Nürburg (Burg)
aus Wikipedia, der freien
Enzyklopädie
Die Nürburg ist eine Burgruine
in der Eifel nahe dem Ort Nürburg südlich von Adenau im Landkreis
Ahrweiler. Sie liegt innerhalb der Nordschleife des Nürburgrings auf
einem 678 m hohen Vulkan-Basaltkegel und kann gegen Entgelt besichtigt
werden.
Geschichte
Erstmals urkundlich erwähnt wurde die
Anlage im Jahre 1166 als Noureberg, doch gilt es als
wahrscheinlich, dass sich dort bereits zu römischer Zeit eine
Signalstation zur Sicherung der wichtigen Römerstraße befand, die sich
durch die Eifel zog.
Als eigentlicher Erbauer der Nürburg gilt
Graf Ulrich, der in einer Urkunde aus dem Jahr 1169 genannt wird,
obwohl bereits sein Vater Dietrich I. von Are auf dem Berg mit dem Bau
einer Fluchtburg begann. Die Nachfahren Ulrichs nannten sich die
"Herren von Nürburg und Are" und waren Lehnsmänner der Kölner
Erzbischöfe und des Stauferkaisers.
1290 ging die Burg in den Besitz
Kurkölns über, da es keine Nachfahren
des Geschlechts derer von Nürburg mehr gab. Das Erzbistum setzte einen
Amtmann ein, der fortan dessen Belange vertreten sollte.
Der Bau der Burg erfolgte in drei Etappen.
Nach dem Bau der rechteckigen Kernburg wurden zwischen 1340 und 1369
unter dem Amtmann Johann von Schleiden Zwingermauern als zweiter
Befestigungsring errichtet.

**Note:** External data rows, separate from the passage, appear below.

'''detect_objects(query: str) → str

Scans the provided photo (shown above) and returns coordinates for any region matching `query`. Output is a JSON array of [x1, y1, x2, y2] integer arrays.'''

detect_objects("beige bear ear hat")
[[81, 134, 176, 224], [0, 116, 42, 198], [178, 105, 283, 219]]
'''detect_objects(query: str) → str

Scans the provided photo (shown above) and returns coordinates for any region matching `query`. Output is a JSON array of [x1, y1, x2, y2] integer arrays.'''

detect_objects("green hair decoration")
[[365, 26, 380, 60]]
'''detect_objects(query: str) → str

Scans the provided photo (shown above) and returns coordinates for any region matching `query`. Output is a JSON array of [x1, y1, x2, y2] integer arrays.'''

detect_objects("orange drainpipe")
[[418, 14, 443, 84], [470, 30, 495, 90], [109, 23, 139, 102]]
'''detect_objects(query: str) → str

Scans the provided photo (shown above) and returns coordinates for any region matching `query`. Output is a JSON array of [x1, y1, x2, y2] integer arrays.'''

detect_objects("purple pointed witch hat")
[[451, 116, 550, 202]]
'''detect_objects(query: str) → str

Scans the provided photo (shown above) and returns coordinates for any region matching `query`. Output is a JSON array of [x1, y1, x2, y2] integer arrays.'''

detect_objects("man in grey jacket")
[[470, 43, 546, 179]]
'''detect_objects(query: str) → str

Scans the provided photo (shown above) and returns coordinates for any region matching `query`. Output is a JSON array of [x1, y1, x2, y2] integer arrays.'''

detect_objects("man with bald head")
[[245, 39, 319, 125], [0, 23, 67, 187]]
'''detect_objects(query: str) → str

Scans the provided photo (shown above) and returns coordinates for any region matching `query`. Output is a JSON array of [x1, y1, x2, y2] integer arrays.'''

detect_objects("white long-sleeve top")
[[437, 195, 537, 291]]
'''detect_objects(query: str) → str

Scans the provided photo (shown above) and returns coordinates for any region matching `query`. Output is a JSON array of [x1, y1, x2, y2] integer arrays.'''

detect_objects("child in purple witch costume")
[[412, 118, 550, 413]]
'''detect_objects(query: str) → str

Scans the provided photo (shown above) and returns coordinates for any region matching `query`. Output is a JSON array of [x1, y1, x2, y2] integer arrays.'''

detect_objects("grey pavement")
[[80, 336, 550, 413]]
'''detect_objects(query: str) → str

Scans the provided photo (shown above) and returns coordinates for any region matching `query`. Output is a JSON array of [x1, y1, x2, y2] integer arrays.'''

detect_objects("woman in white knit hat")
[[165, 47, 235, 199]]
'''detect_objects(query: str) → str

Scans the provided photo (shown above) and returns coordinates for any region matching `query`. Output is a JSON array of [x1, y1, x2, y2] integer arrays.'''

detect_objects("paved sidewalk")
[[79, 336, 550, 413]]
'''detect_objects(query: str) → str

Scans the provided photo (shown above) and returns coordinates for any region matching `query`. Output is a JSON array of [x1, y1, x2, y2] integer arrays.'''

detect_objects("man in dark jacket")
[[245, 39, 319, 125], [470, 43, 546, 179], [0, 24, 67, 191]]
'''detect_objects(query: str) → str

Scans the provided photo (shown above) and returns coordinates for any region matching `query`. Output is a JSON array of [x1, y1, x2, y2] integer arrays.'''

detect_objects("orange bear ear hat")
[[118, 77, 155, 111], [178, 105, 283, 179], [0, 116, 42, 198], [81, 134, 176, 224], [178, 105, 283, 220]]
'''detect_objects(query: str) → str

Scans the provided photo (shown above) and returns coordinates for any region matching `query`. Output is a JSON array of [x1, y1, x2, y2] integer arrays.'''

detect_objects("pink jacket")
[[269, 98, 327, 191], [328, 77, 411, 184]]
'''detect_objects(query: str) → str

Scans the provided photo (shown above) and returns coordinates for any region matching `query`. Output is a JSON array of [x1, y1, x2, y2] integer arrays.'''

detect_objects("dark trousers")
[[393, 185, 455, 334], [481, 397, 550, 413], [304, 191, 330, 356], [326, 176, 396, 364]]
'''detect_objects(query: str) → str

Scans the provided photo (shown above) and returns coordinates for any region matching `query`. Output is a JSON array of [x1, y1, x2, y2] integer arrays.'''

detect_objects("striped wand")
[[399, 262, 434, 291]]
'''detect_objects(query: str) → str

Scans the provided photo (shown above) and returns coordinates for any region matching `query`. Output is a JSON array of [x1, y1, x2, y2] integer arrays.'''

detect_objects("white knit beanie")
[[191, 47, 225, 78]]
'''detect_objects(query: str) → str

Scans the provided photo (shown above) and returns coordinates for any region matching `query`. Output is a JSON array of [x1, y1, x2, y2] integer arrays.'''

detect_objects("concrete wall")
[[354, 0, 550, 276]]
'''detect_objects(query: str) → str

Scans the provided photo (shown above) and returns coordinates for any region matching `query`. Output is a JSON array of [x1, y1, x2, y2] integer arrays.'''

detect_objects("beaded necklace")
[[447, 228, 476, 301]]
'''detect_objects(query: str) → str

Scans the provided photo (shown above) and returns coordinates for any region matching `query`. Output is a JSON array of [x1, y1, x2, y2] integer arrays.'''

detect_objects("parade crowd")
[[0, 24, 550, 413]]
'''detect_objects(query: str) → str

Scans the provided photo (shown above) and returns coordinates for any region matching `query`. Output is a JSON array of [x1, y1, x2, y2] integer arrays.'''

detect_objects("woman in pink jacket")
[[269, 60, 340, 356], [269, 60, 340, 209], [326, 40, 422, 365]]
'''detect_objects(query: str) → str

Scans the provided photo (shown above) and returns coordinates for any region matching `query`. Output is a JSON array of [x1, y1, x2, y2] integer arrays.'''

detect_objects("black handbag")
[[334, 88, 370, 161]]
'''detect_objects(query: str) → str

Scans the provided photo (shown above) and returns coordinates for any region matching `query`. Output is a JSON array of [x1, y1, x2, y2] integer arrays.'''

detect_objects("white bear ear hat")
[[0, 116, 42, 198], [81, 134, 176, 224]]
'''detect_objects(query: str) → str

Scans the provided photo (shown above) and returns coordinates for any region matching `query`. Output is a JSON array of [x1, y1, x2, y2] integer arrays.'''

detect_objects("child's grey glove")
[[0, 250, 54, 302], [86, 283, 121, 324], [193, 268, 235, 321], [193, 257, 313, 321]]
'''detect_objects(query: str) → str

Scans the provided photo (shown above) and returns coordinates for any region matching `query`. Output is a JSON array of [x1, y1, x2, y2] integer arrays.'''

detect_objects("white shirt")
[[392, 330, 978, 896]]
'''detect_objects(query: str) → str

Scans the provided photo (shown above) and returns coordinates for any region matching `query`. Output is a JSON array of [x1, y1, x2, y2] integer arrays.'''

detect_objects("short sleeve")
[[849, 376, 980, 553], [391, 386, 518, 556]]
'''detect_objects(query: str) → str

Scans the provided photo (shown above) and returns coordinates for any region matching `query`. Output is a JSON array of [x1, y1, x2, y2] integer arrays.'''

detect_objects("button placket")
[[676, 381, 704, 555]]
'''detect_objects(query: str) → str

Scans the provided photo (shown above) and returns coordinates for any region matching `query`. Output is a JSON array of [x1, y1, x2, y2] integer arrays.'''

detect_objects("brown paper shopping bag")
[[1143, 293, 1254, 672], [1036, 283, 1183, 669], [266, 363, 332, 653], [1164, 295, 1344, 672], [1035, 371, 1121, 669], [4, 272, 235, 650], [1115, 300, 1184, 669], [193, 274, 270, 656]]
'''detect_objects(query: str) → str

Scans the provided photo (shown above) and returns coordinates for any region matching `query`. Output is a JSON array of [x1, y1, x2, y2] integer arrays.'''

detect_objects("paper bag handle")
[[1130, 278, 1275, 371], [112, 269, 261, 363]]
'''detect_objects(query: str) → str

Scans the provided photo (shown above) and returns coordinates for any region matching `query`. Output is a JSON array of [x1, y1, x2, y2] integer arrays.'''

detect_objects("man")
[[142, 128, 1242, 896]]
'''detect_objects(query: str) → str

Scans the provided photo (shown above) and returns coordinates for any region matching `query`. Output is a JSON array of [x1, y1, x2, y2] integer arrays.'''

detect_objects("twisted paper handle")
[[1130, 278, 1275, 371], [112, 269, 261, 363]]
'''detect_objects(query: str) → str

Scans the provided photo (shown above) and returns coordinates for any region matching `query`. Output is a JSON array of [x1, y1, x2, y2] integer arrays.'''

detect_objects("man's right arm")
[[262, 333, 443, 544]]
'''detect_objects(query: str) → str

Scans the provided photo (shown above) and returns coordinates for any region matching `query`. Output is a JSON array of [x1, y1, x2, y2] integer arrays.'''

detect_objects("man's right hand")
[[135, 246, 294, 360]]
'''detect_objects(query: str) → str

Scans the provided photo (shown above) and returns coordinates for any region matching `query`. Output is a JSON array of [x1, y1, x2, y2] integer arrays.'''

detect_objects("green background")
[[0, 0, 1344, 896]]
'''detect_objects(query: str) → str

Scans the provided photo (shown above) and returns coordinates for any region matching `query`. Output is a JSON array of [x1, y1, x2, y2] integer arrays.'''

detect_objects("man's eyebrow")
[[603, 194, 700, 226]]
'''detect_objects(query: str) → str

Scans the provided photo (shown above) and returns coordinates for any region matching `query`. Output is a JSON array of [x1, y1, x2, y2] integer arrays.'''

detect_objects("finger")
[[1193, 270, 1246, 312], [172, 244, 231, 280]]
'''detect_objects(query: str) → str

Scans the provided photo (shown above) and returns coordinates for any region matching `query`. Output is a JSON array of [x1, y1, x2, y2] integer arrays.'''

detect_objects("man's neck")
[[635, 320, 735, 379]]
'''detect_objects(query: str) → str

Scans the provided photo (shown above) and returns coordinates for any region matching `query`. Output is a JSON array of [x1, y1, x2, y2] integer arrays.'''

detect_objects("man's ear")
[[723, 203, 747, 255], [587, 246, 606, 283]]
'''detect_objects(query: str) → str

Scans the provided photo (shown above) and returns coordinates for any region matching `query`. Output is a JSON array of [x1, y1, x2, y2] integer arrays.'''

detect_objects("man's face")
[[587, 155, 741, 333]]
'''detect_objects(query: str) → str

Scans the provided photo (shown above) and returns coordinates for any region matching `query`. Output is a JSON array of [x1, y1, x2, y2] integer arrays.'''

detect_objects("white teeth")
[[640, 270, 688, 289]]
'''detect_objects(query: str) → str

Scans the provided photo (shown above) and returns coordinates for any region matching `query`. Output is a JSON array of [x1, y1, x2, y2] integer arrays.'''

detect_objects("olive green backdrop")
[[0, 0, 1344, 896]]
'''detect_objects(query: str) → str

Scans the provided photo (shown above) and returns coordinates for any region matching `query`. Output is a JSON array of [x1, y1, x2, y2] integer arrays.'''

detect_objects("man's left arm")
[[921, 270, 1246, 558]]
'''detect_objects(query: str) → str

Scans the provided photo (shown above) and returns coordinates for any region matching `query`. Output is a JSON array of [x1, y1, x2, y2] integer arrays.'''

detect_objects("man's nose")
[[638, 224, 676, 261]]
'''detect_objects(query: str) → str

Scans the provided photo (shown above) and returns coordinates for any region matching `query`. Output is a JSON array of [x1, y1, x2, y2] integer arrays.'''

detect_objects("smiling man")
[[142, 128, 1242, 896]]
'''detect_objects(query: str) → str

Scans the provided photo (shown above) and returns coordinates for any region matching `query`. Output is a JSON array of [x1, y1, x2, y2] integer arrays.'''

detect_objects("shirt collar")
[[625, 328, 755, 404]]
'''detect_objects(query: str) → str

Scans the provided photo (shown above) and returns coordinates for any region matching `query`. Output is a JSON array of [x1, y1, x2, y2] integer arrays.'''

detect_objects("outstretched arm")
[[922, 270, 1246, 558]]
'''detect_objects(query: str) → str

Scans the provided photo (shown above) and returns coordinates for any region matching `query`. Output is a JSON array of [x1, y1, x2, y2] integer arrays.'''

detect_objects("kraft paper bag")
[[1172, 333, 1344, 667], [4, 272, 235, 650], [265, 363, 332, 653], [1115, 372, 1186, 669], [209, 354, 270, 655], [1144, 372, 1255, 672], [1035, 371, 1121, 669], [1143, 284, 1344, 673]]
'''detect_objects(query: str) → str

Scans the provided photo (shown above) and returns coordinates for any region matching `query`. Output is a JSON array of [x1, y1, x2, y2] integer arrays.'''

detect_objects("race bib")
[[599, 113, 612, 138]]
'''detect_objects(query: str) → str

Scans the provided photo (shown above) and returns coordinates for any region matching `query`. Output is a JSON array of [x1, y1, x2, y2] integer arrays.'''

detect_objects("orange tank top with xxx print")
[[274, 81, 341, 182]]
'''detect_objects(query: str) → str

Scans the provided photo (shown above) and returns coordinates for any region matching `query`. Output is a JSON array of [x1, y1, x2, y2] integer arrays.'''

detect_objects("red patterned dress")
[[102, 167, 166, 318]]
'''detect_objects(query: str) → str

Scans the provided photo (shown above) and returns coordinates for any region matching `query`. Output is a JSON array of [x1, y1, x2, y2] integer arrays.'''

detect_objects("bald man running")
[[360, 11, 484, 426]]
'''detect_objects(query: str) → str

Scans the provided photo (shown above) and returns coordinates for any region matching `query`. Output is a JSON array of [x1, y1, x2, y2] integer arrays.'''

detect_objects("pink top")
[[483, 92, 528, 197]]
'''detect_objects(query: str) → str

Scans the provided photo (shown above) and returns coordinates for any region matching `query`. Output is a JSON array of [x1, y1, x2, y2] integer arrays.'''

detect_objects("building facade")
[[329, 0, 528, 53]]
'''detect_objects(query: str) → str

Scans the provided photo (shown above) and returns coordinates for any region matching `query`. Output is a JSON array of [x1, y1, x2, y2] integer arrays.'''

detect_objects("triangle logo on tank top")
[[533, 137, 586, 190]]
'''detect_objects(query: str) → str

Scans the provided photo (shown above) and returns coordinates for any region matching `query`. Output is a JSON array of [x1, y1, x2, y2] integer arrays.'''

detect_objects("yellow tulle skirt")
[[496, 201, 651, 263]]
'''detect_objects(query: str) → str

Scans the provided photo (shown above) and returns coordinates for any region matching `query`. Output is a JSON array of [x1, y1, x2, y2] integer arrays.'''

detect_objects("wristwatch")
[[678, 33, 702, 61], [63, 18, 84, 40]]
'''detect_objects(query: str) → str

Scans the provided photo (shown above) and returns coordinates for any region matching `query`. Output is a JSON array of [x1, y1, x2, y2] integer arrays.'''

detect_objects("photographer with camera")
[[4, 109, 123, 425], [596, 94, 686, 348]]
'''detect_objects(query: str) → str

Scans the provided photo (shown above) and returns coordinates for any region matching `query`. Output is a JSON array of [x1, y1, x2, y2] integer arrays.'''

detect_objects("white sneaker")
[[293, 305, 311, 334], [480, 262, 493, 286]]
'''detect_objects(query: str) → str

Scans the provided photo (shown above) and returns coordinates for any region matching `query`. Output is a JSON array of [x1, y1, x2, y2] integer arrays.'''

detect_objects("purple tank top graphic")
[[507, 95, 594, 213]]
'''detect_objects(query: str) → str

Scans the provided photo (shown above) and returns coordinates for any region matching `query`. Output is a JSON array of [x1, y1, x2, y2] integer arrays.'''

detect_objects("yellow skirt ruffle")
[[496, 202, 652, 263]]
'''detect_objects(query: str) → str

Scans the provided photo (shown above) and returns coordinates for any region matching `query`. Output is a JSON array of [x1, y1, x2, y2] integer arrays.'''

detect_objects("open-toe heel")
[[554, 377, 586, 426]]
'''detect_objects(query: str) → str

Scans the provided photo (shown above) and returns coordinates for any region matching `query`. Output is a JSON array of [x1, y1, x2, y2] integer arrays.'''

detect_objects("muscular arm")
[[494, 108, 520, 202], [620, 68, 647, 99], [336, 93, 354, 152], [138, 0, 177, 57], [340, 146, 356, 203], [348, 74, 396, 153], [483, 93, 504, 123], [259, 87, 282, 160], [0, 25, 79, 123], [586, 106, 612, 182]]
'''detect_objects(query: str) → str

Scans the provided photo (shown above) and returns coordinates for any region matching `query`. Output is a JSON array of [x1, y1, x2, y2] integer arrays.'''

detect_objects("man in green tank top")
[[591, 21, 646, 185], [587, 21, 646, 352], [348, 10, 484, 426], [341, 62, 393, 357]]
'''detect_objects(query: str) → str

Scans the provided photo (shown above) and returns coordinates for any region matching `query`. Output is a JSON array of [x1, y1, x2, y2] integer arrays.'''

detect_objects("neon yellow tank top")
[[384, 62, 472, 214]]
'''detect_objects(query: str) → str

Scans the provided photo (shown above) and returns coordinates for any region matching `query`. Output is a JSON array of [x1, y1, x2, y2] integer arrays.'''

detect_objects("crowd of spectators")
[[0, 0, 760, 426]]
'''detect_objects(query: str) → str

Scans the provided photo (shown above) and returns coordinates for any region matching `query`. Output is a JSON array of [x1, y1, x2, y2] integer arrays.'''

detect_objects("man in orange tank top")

Im 15. Jahrhundert entstand ein dritter
Ring zum Schutz der bis dahin frei zugänglichen Burgmannenhäuser, die
heute nicht mehr erhalten sind.
Schon im 16. Jahrhundert befand sich die
Burg in einem sehr schlechten Zustand, über den sich die amtierenden
Amtmänner beklagten. Es wurden daraufhin mehrfach
Restaurierungsarbeiten vorgenommen.
Während des 30jährigen Krieges wurde die
Nürburg 1633 von den Schweden unter General
Baudissin eingenommen, geplündert und
beschädigt. 1674 besetzten kaiserliche Truppen die Burg.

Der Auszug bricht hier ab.